Primeiramente, os habitantes das zonas sob maior disputa são transferidos para aldeamentos estratégicos, que facilitem o controlo da tropa portuguesa. A escolha dos novos locais é feita, porém, de acordo com os chefes das aldeias, de modo a evitar conflitos com a sua deslocação forçada. São criadas milícias e distribuídas armas a algumas aldeias, para a sua «autodefesa». No domínio da ofensiva psicológica, Spínola promove a realização de dois Congressos do Povo da Guiné (em 1971 e 1973), onde os delegados discutem livremente e sentem poder dispor de alguma influência e participação na administração do território (o PAIGC responde com a criação da Assembleia Nacional Popular da Guiné). São promovidas melhorias ao nível das infra-estruturas de carácter social.
Com esta manobra, o comandante-chefe conseguirá suster o avanço da guerrilha para novas áreas, mas não fazer recuar os rebeldes das posições já por eles conquistadas. Em princípios dos anos 70, Portugal dispõe na Guiné de trinta mil tropas europeias e de mais de vinte mil africanos com armas (comandos, milícias e grupos de «autodefesa»), enquanto as fileiras do PAIGC são formadas por uns sete mil combatentes, articulados em grupos e bigrupos.

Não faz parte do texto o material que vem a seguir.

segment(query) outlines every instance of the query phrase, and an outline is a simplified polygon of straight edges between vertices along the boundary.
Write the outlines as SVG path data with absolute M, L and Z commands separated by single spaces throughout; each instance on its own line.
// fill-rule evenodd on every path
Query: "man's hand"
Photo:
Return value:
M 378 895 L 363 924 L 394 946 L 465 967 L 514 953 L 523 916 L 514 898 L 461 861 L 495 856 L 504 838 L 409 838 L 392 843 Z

De facto, toda a população do território está virtualmente armada, quer se situe de um lado ou do outro.
Os aquartelamentos portugueses, rodeados por paliçadas de troncos de palmeira e arame farpado e muitas vezes equipados de abrigos subterrâneos, são frequentemente atacados, o que não acontecia em Angola ou em Moçambique. Os itinerários entre povoações atravessam quase sempre zonas controladas pelo PAIGC, obrigando ao uso de helicópteros como precioso instrumento táctico. A densidade de incidentes bélicos no exíguo território da Guiné ultrapassa de longe a das outras duas colónias em guerra. A pressão sobre os soldados é muito maior, o seu desgaste psicológico mais intenso e o seu moral mais reduzido. Suportar os vinte e dois meses de comissão (e não vinte e quatro, como em Angola e Moçambique, devido à dureza das condições na Guiné) sofrendo o menos que se puder é o objectivo de qualquer um. Se possível, acompanhado de uma namorada fula, etnia cuja beleza feminina ganha prestígio nas fileiras portuguesas.

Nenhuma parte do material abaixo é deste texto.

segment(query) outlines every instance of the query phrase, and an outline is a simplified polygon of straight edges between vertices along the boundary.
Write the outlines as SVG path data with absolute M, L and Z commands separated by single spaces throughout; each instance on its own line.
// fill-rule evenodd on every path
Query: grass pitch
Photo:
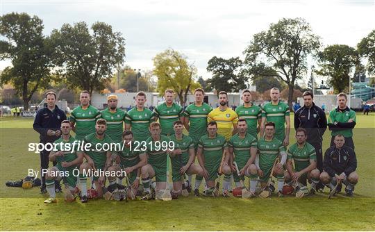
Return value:
M 324 194 L 295 199 L 242 199 L 196 198 L 191 195 L 169 202 L 78 200 L 43 203 L 39 188 L 8 188 L 8 180 L 19 180 L 28 168 L 38 169 L 39 154 L 28 151 L 38 142 L 32 119 L 0 119 L 0 230 L 375 230 L 375 115 L 357 115 L 354 142 L 360 181 L 355 197 Z M 290 142 L 295 142 L 292 130 Z M 323 149 L 331 140 L 324 135 Z M 194 182 L 194 181 L 193 181 Z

Mas a actividade da guerrilha, que redobra de intensidade em cada segunda metade da estação seca (de Março a meados de Junho), raramente permite a distensão. A combatividade dos seus elementos é incomparavelmente maior do que a verificada em Angola, como o sentem os quadros militares que já passaram pelo outro território. De entre todos os comandantes do PAIGC, há um que cedo se torna lenda, de tal modo o seu nome inspira apreensão e, por vezes mesmo, pânico. Cresceu em Bissau (onde chegou a jogar futebol com a guarnição portuguesa) sob o nome de João Bernardo Vieira, mas o seu apelido de combate é Nino. Apesar de nunca um soldado português ter avistado o comandante Nino (pelo menos, de maneira a podê-lo contar aos seus camaradas), era fácil adivinhar a sua presença numa determinada região, pela dureza da manobra rebelde. Os seus combatentes eram os únicos que, no cerco a um aquartelamento, ousavam avançar até ao arame farpado. «E o Nino que comanda», logo se comentava entre a tropa.

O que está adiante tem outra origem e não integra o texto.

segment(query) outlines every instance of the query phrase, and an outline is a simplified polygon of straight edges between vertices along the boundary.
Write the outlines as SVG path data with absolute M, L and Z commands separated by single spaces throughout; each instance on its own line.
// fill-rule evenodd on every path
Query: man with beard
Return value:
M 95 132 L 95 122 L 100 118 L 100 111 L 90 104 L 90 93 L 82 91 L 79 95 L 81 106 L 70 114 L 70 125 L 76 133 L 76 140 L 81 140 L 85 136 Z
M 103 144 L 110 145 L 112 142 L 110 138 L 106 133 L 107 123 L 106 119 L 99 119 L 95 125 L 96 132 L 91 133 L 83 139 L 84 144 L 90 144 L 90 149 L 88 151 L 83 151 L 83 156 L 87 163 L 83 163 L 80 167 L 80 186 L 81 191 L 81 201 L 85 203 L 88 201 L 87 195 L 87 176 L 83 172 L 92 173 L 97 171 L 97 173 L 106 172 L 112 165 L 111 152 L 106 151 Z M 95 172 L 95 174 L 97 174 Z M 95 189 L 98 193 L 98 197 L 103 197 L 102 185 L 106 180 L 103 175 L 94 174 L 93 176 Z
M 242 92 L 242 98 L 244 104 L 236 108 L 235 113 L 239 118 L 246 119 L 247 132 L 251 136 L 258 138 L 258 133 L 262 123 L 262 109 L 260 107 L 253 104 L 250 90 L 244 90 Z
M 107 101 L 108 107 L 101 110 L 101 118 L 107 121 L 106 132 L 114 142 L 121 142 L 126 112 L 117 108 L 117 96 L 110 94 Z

O Exército, aliás, conseguia controlar as entradas de Nino Vieira na Guiné, por ter decifrado o sistema de comunicações via rádio do PAIGC. Mas quando os comandantes eram informados do facto, já a coluna do chefe guerrilheiro podia ter desencadeado uma meia dúzia de ataques. E apesar de uma complexa operação de emboscada que uma vez lhe foi montada, o seu grupo saiu incólume, depois de desorganizar as fileiras adversárias.
Em Junho de 1971, o PAIGC infiltra-se pela primeira e única vez na região de Bissau, realizando ataques que causam mortos entre as unidades portuguesas. A guerra parece ter chegado às portas da capital. As Forças Armadas obtêm, entretanto, prova do apoio directo de Havana aos rebeldes, quando uma unidade de pára-quedistas captura no interior do território um militar cubano - o capitão Pedro Peralta.
Acentuando o isolamento diplomático de Lisboa e o crescente apoio internacional que o PAIGC vem recebendo, uma missão da ONU, constituída por três membros do seu Comité de Descolonização, desloca-se, em Abril de 1972, às zonas controladas pelo movimento de Amílcar Cabral. A viagem é organizada confidencialmente, para evitar uma operação portuguesa em larga escala, mas o Governo é informado e ordena a Spínola o desenvolvimento de todos os esforços ao seu alcance para impedir a entrada da delegação no território. O próprio ministro do Ultramar, Silva Cunha, desloca-se na altura a Bissau. É declarado o estado de prevenção em toda a Guiné. A aviação bombardeia intensamente, dia e noite, com napalm e bombas de fragmentação, a zona de fronteira com Conakry e as regiões por onde a missão poderia passar. Desencadeiam-se assaltos com tropas helitransportadas, desembarques de tropas especiais ao longo dos rios e bombardeamentos ininterruptos da Artilharia. Diversas aldeias são destruídas e mortas algumas dezenas de civis. Mesmo assim, os enviados das Nações Unidas declaram ter cumprido a sua missão, percorrendo duzentos quilómetros em áreas do PAIGC. O seu relatório será altamente favorável aos rebeldes, ao mesmo tempo que exprime condenação pela intransigência do regime português. Meses depois a ONU reconhecerá o PAIGC como «único, legítimo e verdadeiro representante do povo da Guiné-Bissau e de Cabo Verde».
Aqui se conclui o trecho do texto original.